B. The Snowball Effect: a process that starts from an initial state of small significance and builds upon itself, becoming larger and perhaps potentially dangerous or disastrous (a "spiral of decline"), though it might be beneficial instead. C. The Benjamin Franklin Effect: doing a favor for someone can increase liking of the person for whom the favor was done.

IV. Why Behavior Affects Attitudes A. Self-Perception Theory: When we are unsure of our attitudes, we infer them much as would someone observing us, by looking at our behavior and the circumstances under which it occurs. B. James-Lange Theory: a person’s interpretation of a stimulus evokes the autonomic changes directly. The psychological experience of emotion is the individual’s perception of those physiological changes.

C. Extrinsic Motivation: refers to things that are external to oneself, such as money or rewards. D. Intrinsic Motivation: refers to things that are internal, such as pride of accomplishment. E. Overjustification Effect: the result of bribing people to do what they already like doing; they may then see their actions as externally controlled rather than intrinsically appealing.

V. Cognitive Dissonance Theory: a state of tension that exists when an individual holds contradictory attitudes, or exhibits behavior that is inconsistent with their attitudes. A. There are four basic ways we try to reduce cognitive dissonance… 1) By changing our behavior to bring it in line with the dissonant cognition. 2) By attempting to justify our behavior through changing one of the dissonant cognitions. 3) By attempting to justify our behavior by adding new cognitions. 4) Trivialize and/or ignore the entire dissonance arousing situation.

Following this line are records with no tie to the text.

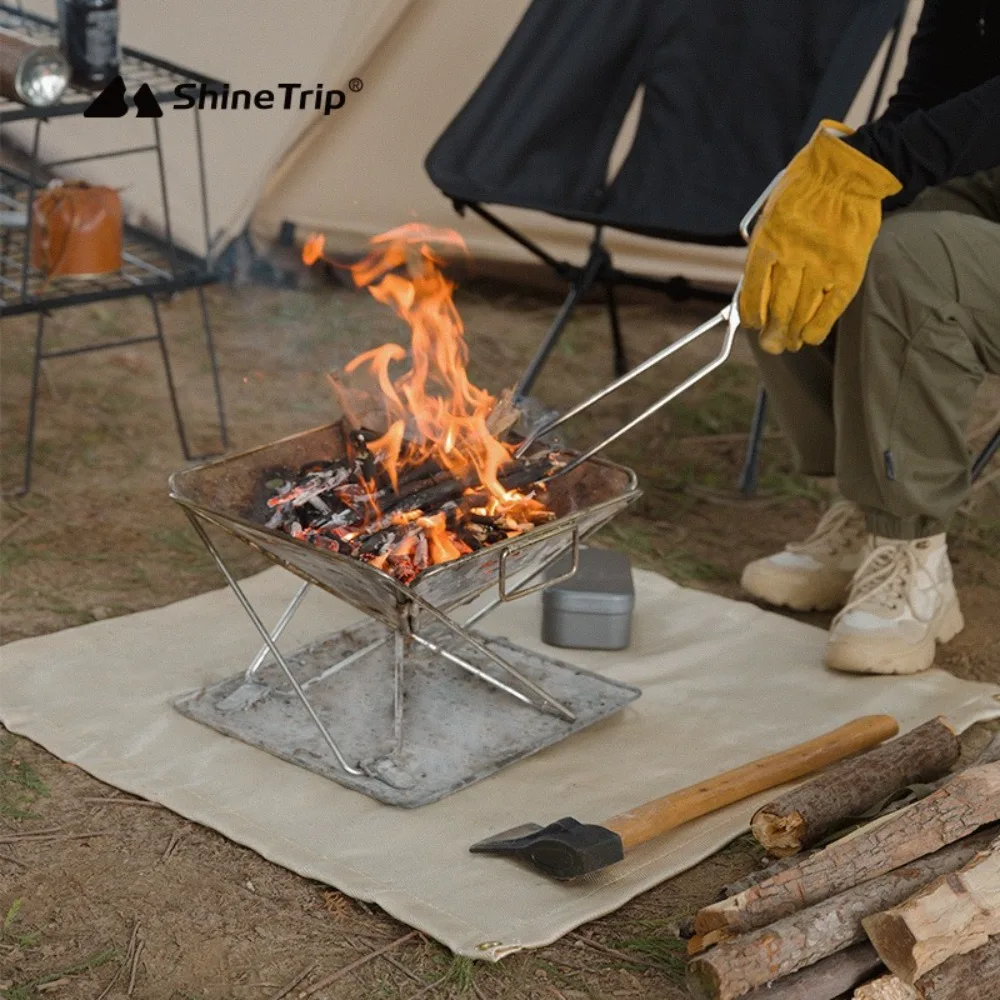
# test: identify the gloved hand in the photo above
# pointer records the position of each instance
(810, 246)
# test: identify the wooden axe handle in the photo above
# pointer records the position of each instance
(644, 822)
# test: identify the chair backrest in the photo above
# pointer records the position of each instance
(732, 89)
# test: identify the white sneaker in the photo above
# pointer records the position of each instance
(813, 575)
(902, 603)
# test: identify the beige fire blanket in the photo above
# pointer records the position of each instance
(723, 682)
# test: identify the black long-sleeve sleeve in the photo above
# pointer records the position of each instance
(944, 119)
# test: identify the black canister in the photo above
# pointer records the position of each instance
(88, 32)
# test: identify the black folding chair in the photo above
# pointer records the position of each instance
(731, 90)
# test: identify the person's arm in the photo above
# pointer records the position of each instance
(935, 69)
(958, 137)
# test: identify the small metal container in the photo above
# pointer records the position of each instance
(593, 609)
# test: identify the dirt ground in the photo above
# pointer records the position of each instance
(155, 907)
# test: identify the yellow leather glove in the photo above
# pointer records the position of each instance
(810, 246)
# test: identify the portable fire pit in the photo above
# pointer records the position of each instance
(402, 724)
(408, 522)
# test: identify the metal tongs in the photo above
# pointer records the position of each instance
(729, 316)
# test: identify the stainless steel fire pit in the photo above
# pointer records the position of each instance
(544, 699)
(456, 728)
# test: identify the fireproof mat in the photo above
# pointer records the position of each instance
(723, 682)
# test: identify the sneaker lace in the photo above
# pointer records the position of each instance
(882, 580)
(841, 527)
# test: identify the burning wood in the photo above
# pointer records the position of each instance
(432, 480)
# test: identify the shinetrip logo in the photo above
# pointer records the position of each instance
(112, 101)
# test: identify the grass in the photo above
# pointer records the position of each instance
(20, 787)
(34, 988)
(28, 939)
(663, 951)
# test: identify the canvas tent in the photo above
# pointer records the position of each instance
(359, 170)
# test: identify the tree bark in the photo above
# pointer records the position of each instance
(803, 816)
(975, 976)
(971, 799)
(752, 960)
(952, 916)
(885, 988)
(826, 980)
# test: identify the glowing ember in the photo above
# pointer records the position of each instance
(432, 481)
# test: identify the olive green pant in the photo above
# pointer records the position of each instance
(884, 403)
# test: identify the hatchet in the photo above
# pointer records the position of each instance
(568, 849)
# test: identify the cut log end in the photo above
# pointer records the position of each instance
(783, 836)
(885, 988)
(703, 981)
(895, 943)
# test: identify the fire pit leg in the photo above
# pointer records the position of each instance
(286, 616)
(268, 640)
(401, 643)
(546, 702)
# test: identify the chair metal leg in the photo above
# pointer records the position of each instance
(751, 462)
(596, 262)
(36, 371)
(213, 361)
(984, 457)
(178, 419)
(617, 344)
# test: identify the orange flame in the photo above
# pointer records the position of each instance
(431, 411)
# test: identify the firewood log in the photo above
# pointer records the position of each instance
(885, 988)
(975, 976)
(971, 799)
(735, 967)
(952, 916)
(803, 816)
(826, 980)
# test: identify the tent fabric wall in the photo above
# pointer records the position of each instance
(360, 170)
(254, 46)
(364, 173)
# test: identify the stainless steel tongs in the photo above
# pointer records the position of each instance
(729, 316)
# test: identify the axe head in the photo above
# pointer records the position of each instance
(562, 850)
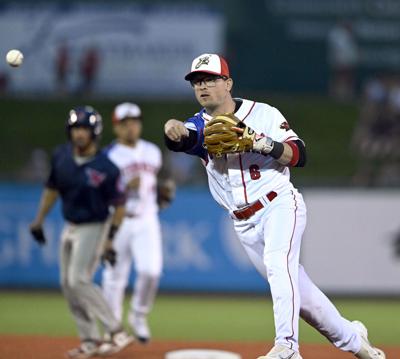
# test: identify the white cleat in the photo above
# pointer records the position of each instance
(140, 327)
(367, 351)
(87, 349)
(118, 341)
(281, 352)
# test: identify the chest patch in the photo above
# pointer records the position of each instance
(95, 178)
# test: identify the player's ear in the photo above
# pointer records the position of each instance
(229, 84)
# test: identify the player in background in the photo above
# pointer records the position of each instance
(87, 183)
(269, 214)
(139, 238)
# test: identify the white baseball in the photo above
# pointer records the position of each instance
(14, 58)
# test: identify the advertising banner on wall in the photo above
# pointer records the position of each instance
(107, 48)
(200, 249)
(352, 241)
(351, 245)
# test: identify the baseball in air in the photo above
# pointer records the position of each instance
(14, 58)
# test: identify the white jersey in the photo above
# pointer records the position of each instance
(144, 161)
(237, 180)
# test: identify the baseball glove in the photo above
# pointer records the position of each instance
(227, 134)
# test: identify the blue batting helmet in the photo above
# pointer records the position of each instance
(85, 116)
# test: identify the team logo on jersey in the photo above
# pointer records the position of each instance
(203, 61)
(95, 178)
(284, 126)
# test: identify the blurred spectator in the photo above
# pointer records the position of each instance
(88, 68)
(37, 167)
(62, 67)
(377, 134)
(3, 83)
(343, 60)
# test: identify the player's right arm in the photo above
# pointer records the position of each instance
(185, 136)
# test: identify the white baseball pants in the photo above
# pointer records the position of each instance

B. Self-Affirmation Theory: when people experience a threat to their self-image after engaging in an undesirable behavior, they can compensate by affirming another aspect of the self. C. When dealing with dissonance between you and someone else, you can… 1) Change your attitude. 2) Change the other person’s attitude. 3) Derogate: Say the other person is a fool.

VI. The Four Paradigms of Cognitive Dissonance… A. The Free-Choice Paradigm 1) Post-decision Dissonance: dissonance aroused after making a decision, typically reduced by enhancing the attractiveness of the chosen alternative and devaluating the rejected alternatives. B. The Belief-Disconfirmation Paradigm

C. The Effort-Justification Paradigm 1) Justification of Effort: the tendency for individuals to increase their liking for something they have worked hard to attain.

D. The Induced-Compliance Paradigm 1) Insufficient Justification: reduction of dissonance by internally justifying one’s behavior when external justification is “insufficient”.